La CIG-Saúde ha denunciado este miércoles la actitud “irresponsable y profundamente antidemocrática” de la Consellería de Sanidade ante la huelga convocada en la Atención Primaria gallega para este jueves, 12 de marzo. La central sindical acusa al departamento que dirige Antonio Gómez Caamaño de mantener una “cerrazón total”, al no haber convocado al comité de huelga ni establecido espacios de diálogo con la representación del personal sanitario.
Según la CIG, este comportamiento demuestra “una vez más el desprecio de la Consellería” hacia los sindicatos y profesionales de la sanidad pública gallega, que llevan meses reclamando soluciones para frenar el deterioro del sistema. El sindicato ha llamado a todo el personal de los centros de salud y Puntos de Atención Continuada (PAC) a secundar la jornada de protesta y a participar en la manifestación que recorrerá desde las 11.00 horas el perímetro del complejo administrativo de San Lázaro, en Santiago de Compostela.
Crisis sostenida en la Atención Primaria
La secretaria nacional de CIG-Saúde, Ana Lestón, advierte que la Atención Primaria vive una crisis “profunda y prolongada”, marcada por una sobrecarga asistencial insoportable, la falta estructural de personal y el aumento constante de la burocracia. La sindicalista denuncia además la ausencia de una planificación real por parte de la administración autonómica para revertir esta situación.
Esta acumulación de problemas, sostiene la CIG, ha derivado en un deterioro tanto de la calidad asistencial como de las condiciones laborales de los profesionales sanitarios, que trabajan desde hace años “en un sistema al borde del colapso”. A juicio de la organización, el Gobierno gallego no ha puesto en marcha “ni soluciones efectivas ni medidas estructurales” para evitar el progresivo hundimiento de la Atención Primaria.

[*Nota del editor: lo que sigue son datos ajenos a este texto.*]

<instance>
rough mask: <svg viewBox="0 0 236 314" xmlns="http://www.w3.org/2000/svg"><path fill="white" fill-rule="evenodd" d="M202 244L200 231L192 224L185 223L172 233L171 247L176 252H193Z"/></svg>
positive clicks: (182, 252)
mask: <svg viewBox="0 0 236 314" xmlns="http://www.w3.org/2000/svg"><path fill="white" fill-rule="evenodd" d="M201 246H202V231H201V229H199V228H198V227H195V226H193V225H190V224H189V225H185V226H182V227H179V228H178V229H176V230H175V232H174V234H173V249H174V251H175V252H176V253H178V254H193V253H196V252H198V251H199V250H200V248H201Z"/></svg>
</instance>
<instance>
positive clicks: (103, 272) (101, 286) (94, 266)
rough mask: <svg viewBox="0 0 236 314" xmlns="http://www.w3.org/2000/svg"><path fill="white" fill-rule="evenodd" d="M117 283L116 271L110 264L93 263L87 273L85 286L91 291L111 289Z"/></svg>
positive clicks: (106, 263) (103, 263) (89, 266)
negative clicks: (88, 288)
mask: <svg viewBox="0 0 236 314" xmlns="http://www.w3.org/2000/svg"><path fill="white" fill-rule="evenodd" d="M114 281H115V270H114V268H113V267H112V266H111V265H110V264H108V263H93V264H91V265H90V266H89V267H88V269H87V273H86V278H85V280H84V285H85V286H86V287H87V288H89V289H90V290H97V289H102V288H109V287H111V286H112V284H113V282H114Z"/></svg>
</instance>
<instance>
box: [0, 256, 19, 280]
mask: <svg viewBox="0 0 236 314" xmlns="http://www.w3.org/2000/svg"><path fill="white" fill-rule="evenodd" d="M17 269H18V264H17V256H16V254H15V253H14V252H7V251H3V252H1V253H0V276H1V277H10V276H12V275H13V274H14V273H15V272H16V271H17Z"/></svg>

La huelga convocada busca poner de relieve el hartazgo del personal y presionar a la Xunta para que adopte reformas profundas que garanticen la sostenibilidad del sistema público gallego, en un momento en el que los sindicatos advierten de un incremento de las listas de espera y una creciente dificultad para conseguir citas médicas en tiempo razonable.
Entre las principales reivindicaciones de la CIG figuran la limitación de las agendas asistenciales para evitar la saturación de consultas, la incorporación de más profesionales en todas las categorías y la reducción de trámites burocráticos innecesarios que, según el sindicato, restan tiempo a la atención directa al paciente.

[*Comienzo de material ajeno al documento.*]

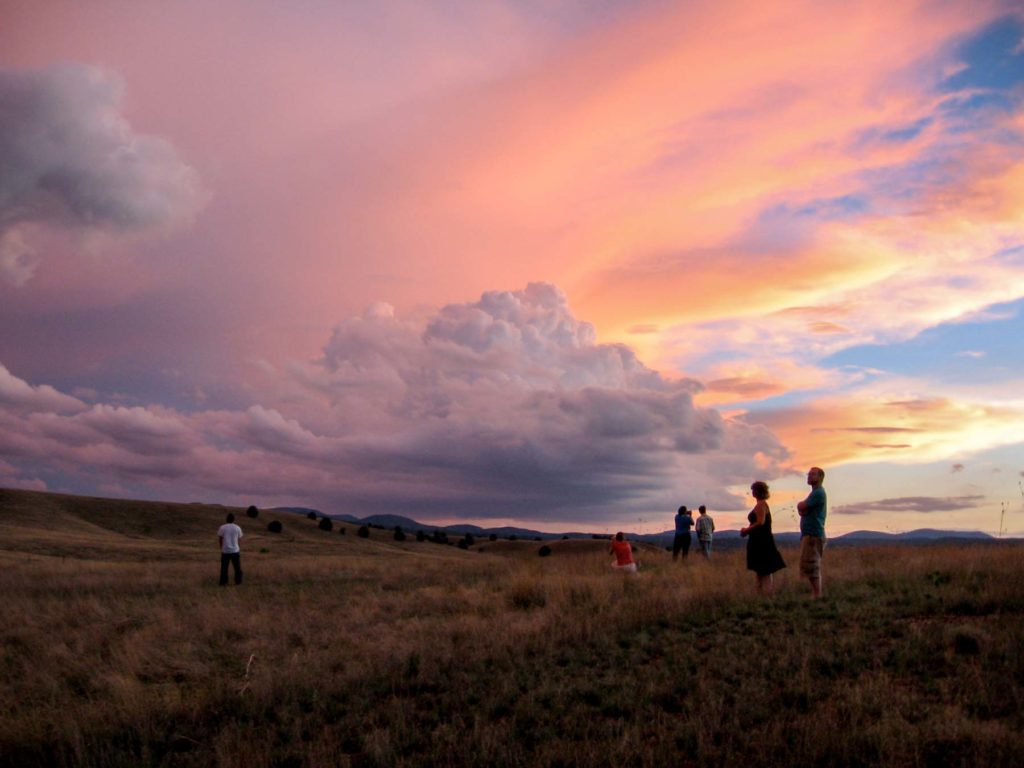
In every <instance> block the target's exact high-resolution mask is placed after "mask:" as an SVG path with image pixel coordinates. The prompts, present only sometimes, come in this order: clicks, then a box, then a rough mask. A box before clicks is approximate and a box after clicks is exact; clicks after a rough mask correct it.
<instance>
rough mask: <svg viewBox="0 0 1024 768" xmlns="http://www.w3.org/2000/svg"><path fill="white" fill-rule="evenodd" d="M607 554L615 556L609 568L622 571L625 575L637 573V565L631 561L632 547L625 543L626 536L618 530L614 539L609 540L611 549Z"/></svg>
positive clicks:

La central exige también la definición de ratios adecuadas de personal, una planificación real de la organización de los centros de salud y los PAC, y un conjunto de medidas estructurales que garanticen la viabilidad del sistema sanitario público en el medio y largo plazo.
La Xunta de Galicia, a través de la Consellería de Sanidade, ha respondido en ocasiones previas a las demandas de CIG-Saúde sobre Atención Primaria con anuncios de planes de mejora y diálogo, aunque el sindicato los califica de insuficientes. En general, defiende medidas como ofertas de empleo público, reorganización de recursos y grupos de trabajo, pero sin compromisos inmediatos que satisfagan a la central nacionalista.

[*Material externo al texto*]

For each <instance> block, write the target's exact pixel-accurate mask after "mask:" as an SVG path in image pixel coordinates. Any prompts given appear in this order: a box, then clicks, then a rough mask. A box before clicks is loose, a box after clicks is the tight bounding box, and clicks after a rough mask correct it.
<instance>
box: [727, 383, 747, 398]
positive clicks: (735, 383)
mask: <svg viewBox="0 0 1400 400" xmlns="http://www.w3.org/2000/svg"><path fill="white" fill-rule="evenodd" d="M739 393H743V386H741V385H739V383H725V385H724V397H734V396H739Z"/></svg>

En negociaciones de finales de 2025, la Xunta alcanzó acuerdos con otros sindicatos como CCOO, UGT y CSIF, levantando huelgas mediante compromisos como la extinción de categorías polémicas (FEAP), planes de ordenación de recursos en seis meses y equiparación de horas en PAC, pero CIG-Saúde los rechazó por no ser estructurales. En febrero de 2026, el conselleiro Antonio Gómez Caamaño anunció una reforma para verano, con énfasis en jefaturas de servicio y gestión por áreas sanitarias, aunque sin limitar agendas como exige la CIG.